Irgendwo im Gerichtssaal donnerte eine Stecknadel zu Boden. In der Luft lag eine Atmosphäre von Zweifeln. Zweifel darüber, ob wirklich gesagt worden war, was man verstanden zu haben glaubte. Kein Getuschel, kein Räuspern, nur Zweifel. Keine Bewegung, nicht einmal hochgezogene Augenbrauen, keine Fragen, endlos lang, schließlich zwei Tränen, die sich ihren Weg über die Wangen der Zeugin bahnten.
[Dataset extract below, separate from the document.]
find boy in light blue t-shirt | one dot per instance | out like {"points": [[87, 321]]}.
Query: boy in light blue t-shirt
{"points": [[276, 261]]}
»Was ist schief gelaufen?«

»Das System ist schief. Die Öffentlichkeit im Strafprozess ist ein fundamentales Prinzip, damit sie den ordnungsgemäßen Gang des Verfahrens kontrollieren kann. Die Pressefreiheit ist ein ebenso fundamentales Rechtsstaatsprinzip, damit die Öffentlichkeit kontrollieren kann, was im Staat vor sich geht. Aber wenn beides kumuliert und auf die Spitze getrieben wird, fordert es Menschenopfer. In Amerika hat man das begriffen. So wird in den USA die öffentliche Berichterstattung oftmals schon während des Ermittlungsverfahrens vom Gericht nach freiem Ermessen eingeschränkt, wenn sonst eine faire Verhandlung gefährdet wäre. Eine vergleichbare Möglichkeit fehlt in Deutschland leider. Daher mein Appell an die Presse: Seien Sie sich Ihrer Verantwortung bewusst und halten Sie sich zurück.«


In all den Verfahren, in denen der wirkliche Täter nicht zum Schluss die Tat noch gesteht, gelten die Aussagen von Zeugen und die Feststellungen von Sachver-ständigen regelmäßig als unangreifbare Wahrheiten und kleinere Ungereimtheiten werden übergangen. Das mag nötig sein, wenn die Höhe der Verurteilungsquote zur Verfahrensmaxime herangereift ist. Empfindsame Gemüter könnten aber darüber ins Grübeln geraten, wie viele Unschuldige dieser Verfahrensmaxime bereits zum Opfer gefallen sind.